3.03.2010

She was the angel when I need to be rescued.

I am hurt.
Like fucking pist.
I want her back, but I can't
She was the angel when I need to be rescued.

She always knew what to say or do to make me feel a whole alot better.
She never let me down.


She always was up front with me.
I could always tell her what was on my mind.
She became my best friend.


She made me laugh when noone could.
She loved me so much.
I usually can "get over" someone pretty quickly.


Longest was about two weeks.
But it now have been months.
She has mostly likely forgotten about me.


But I hope I am wrong.
I hope all the things I feel didn't hurt so much.
I have been crying almost everyday.


I don't know if I can take this any longer.
I have never been this emotional in my life.


I've never even cried at people funerals.
I just bow my head and thats it.


Nothing less..Nothing more.



But this, this shit hurts.
I don't know how to even fix this.
I mean, I usually can pick myself off the ground and walk away.

Uh, I can't now.



What the hell happen to me.
I called my grandmother not too long ago.

We talked.
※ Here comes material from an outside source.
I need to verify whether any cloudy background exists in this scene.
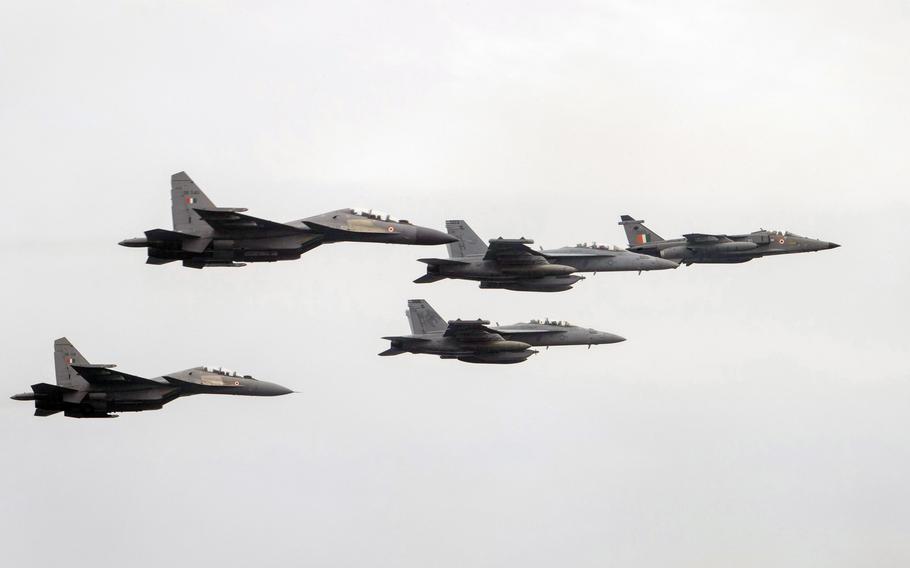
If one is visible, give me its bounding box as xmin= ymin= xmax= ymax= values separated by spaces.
xmin=0 ymin=1 xmax=910 ymax=568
In the summer of 2010 I will no longer be a resident of Indiana.
But of California.

I know for a fact that noone is going to read this, so I can say it on here.
I know for a fact that I moving away cause I want to get away from the tears.
I also know that they aren't going to permanently disapper.



But I can start over.
I can fix me.


In the one place I feel free.
Home.
California.

(I wrote this in November in 2009, I thought I should post it)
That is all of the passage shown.